Overzealous sanitisation of migration URL #12137

Closed
opened 2025-11-02 09:59:45 -06:00 by GiteaMirror · 3 comments
Owner

Originally created by @arifer612 on GitHub (Dec 1, 2023).

Description

Background

Using the migration feature, I am trying to create a pull mirror of a git repository hosted on Overleaf. There are two ways to pull the repository:

  1. Using the project's URL (password-auth URL), where the authentication is accomplished using the Overleaf username and password.
  2. Using the project's token URL (token-auth URL), where the authentication is accomplished using the Overleaf username and an access token.
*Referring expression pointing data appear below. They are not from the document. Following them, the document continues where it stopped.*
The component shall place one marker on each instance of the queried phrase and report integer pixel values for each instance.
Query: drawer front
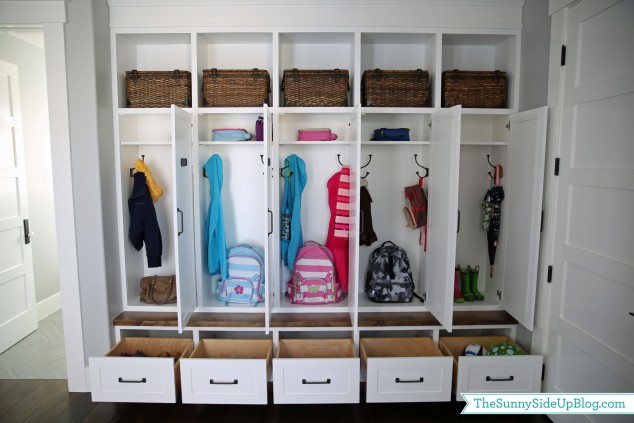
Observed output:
(132, 379)
(223, 381)
(499, 374)
(409, 379)
(315, 380)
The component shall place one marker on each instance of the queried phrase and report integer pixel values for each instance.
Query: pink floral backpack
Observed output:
(314, 278)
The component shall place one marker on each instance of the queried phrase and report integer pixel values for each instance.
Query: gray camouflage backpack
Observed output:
(389, 277)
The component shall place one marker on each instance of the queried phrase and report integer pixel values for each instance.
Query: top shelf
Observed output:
(356, 51)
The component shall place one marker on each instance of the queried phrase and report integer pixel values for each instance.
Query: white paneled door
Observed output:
(18, 316)
(591, 335)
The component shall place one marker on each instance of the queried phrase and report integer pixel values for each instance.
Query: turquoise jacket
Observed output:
(216, 243)
(295, 180)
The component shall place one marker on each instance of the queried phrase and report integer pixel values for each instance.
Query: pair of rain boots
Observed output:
(466, 285)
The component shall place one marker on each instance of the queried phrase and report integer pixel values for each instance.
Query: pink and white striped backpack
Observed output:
(314, 278)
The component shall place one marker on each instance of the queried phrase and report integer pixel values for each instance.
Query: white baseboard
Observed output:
(49, 306)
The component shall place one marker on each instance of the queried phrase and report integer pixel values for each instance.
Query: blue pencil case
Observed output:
(391, 134)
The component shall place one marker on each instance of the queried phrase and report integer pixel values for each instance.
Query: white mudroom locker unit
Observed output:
(224, 353)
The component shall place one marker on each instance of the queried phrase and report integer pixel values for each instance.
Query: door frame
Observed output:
(50, 16)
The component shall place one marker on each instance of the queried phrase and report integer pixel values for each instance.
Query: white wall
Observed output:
(535, 52)
(87, 133)
(29, 57)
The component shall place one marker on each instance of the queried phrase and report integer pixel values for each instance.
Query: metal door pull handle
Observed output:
(121, 380)
(213, 382)
(419, 380)
(326, 382)
(507, 379)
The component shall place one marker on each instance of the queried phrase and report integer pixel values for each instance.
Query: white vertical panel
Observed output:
(183, 215)
(522, 219)
(442, 220)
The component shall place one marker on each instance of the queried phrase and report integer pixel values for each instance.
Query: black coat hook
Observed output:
(489, 160)
(369, 160)
(282, 171)
(420, 165)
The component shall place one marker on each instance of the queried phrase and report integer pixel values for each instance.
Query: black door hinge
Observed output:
(27, 232)
(549, 278)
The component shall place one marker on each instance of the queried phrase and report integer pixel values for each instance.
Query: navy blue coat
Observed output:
(143, 223)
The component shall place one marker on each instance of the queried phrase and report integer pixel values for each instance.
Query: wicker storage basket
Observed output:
(236, 87)
(158, 88)
(315, 88)
(474, 89)
(394, 88)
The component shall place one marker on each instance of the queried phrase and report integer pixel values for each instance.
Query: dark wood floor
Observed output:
(49, 401)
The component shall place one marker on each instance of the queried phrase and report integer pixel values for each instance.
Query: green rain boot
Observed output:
(474, 282)
(465, 285)
(457, 297)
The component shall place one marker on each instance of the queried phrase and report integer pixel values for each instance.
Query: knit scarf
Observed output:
(155, 190)
(342, 205)
(339, 227)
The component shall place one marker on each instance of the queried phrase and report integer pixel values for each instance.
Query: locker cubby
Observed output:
(149, 52)
(484, 52)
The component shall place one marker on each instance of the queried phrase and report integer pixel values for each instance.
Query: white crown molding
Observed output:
(32, 12)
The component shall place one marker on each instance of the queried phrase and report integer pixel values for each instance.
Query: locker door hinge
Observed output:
(458, 226)
(549, 278)
(27, 231)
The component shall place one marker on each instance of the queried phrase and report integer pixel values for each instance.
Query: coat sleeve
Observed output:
(153, 239)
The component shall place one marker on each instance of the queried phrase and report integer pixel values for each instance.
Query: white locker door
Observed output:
(184, 214)
(442, 220)
(268, 213)
(522, 212)
(353, 246)
(590, 344)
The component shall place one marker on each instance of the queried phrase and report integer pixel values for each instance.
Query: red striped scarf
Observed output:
(342, 208)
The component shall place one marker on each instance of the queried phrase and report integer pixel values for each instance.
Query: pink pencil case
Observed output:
(316, 134)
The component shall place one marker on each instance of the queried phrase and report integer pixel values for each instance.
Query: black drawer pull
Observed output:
(506, 379)
(132, 381)
(398, 380)
(213, 382)
(326, 382)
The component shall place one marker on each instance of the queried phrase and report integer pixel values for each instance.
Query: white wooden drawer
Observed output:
(139, 379)
(405, 370)
(316, 372)
(227, 371)
(479, 374)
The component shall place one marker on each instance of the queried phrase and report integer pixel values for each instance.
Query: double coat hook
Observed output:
(420, 165)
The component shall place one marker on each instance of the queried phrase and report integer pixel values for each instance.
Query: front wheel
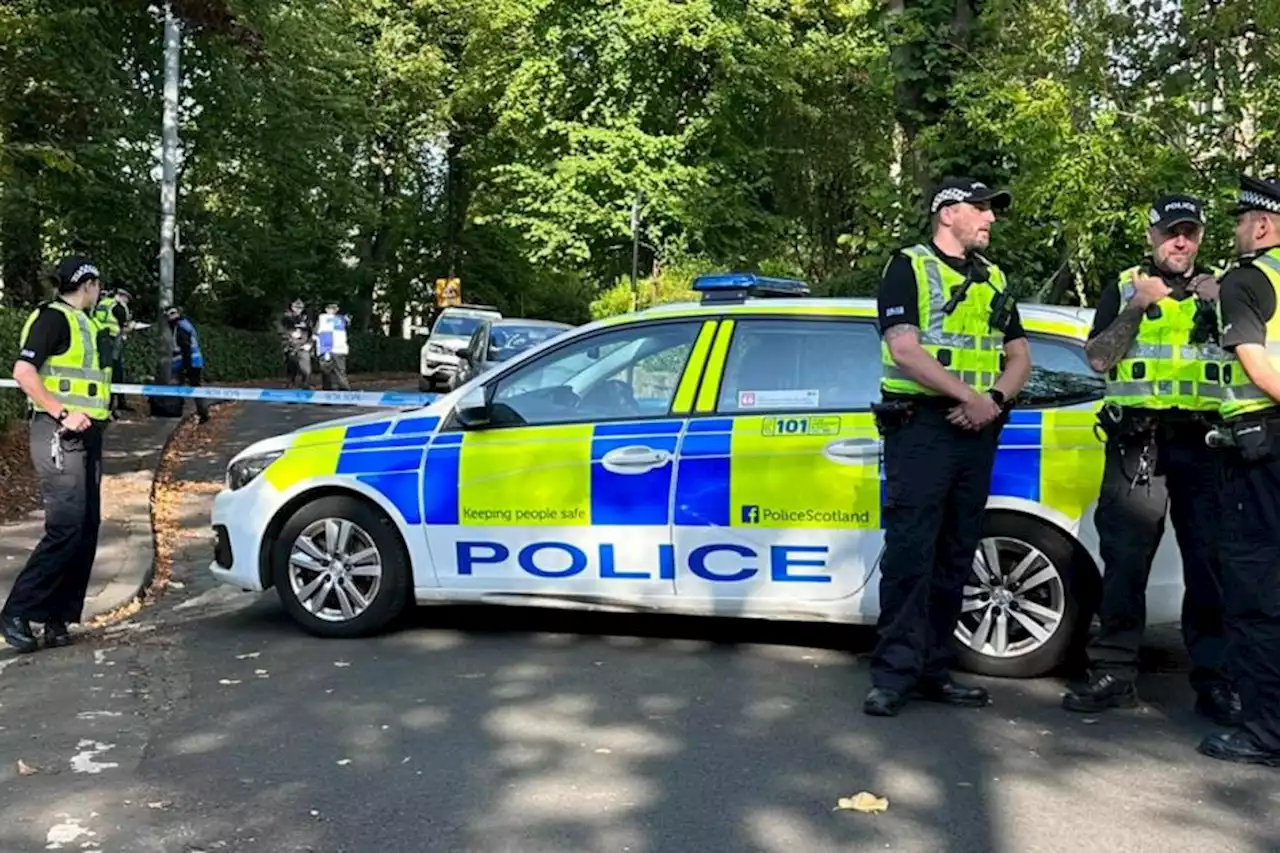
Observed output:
(1027, 601)
(341, 568)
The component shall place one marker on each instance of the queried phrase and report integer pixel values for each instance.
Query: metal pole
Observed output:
(168, 185)
(635, 245)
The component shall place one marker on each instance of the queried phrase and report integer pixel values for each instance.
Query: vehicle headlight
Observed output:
(242, 471)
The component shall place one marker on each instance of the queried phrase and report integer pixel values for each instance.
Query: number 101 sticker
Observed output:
(800, 427)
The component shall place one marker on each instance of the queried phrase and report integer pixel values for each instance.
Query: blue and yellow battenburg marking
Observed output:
(740, 471)
(385, 455)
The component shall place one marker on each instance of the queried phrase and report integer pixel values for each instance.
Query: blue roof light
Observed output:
(737, 286)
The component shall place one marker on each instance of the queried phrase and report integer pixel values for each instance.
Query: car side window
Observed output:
(626, 373)
(795, 364)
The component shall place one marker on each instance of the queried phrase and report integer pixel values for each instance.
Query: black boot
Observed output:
(1240, 747)
(17, 633)
(1104, 692)
(1220, 703)
(56, 635)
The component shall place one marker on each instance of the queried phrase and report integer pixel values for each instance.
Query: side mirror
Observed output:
(474, 410)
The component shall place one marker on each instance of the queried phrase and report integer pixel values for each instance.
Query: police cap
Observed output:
(1171, 210)
(74, 270)
(1257, 195)
(967, 190)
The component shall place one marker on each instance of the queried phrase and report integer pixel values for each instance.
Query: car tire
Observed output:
(1061, 584)
(385, 596)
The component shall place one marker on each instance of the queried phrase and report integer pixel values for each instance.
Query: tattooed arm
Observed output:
(1111, 343)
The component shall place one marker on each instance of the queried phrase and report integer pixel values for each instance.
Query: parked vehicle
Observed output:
(716, 459)
(498, 341)
(451, 333)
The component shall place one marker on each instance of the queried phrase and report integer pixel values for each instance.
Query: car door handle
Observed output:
(853, 451)
(634, 459)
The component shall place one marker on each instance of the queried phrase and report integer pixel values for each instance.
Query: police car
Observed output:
(714, 457)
Screenshot from 2023-12-02 02-25-35-obfuscated
Two ways of cloning the Overleaf repository. The top URL is the password-auth URL, and the bottom URL is the token-auth URL.

The problem

Creating mirror clones using the first method, where I authenticated with my username and password, can be done without an issue. However, whenever I try to create mirror clones using the second method, it fails. Of course, I have verified that there is nothing wrong with the link or the access token, as cloning it on my computers worked without any issue. So it seems that the problem may lie in how Gitea clones the repository.

The issue

After a closer inspection into the logs and process, I figured out what was actually going on. The token-auth URL , https://git@git.overleaf.com/PROJECT_ID), is always sanitised to https://git.overleaf.com/PROJECT_ID, the password-auth URL, that needs to be authenticated with a password and not an access token!
Screenshot from 2023-12-02 02-46-59-obfuscated
Gitea log entries detailing the failure to authenticate

To verify my suspicions, I tried once again to create a migration using the token-auth URL, but this time the authentication details are my Overleaf username and password. The results were as expected, a successful migration and a working pull mirror. In other words, this means that the migration URL is being overzealously sanitised.

A possible solution

I am unsure where to start looking in the source code to fix this issue, and whether it is even right for me to say that all migration URLs that take the form of the auth-token URL, i.e. https://git@DOMAIN/REPO, should not be sanitised. However, if there is no strong reason why the sanitation should be in place, then I think it should be removed.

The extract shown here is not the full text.